- Denise G. Callahan Staff Writer
After months of talks, Liberty Twp. trustees have enacted a one-year moratorium — or temporary ban — on medical marijuana businesses.
With full implementation of the new state law two years off and rules governing the retail sale, cultivation and processing of the pot not yet written, trustees said they wanted to proceed with caution to see how the law would impact local communities..
“We need to do something now, we don’t want to be sitting ducks…,” Trustee Christine Matacic previously told the Journal-News. “We need to take the steps now so that we don’t get caught blindsided, where somebody says, ‘hey they’re not doing anything, let’s go in there and get something established that we can apply to get our licensing for’.”

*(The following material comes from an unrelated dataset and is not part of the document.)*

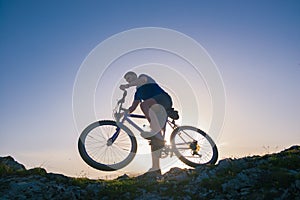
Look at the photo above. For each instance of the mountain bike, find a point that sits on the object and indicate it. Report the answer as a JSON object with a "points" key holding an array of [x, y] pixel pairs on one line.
{"points": [[110, 145]]}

The trustees could have either issued the moratorium or outright banned marijuana in its zoning code, which would have taken three or four months.
After a failed attempt at legalizing marijuana both for recreational and medical use, the state legislature and Gov. John Kasich signed into law a measure that will allow it only for medicinal purposes. Rules for the program are still being developed and won’t be fully implemented until September 2018.
Ross Twp. also recently enacted a one-year moratorium and other jurisdictions are considering following suit. The city of Hamilton banned the sale of medical marijuana outright a year ago.
Liberty Twp. trustee Steve Schramm told the Journal-News last month that he doesn’t want to completely shun the new types of businesses, but more information is needed from the state before officials can take any permanent action.
“I’ve been for a moratorium all along, until we have enough information to make up a truly informed decision,” he previously said. “I think it would almost be a knee jerk reaction and fear of the unknown to change the code at this point.”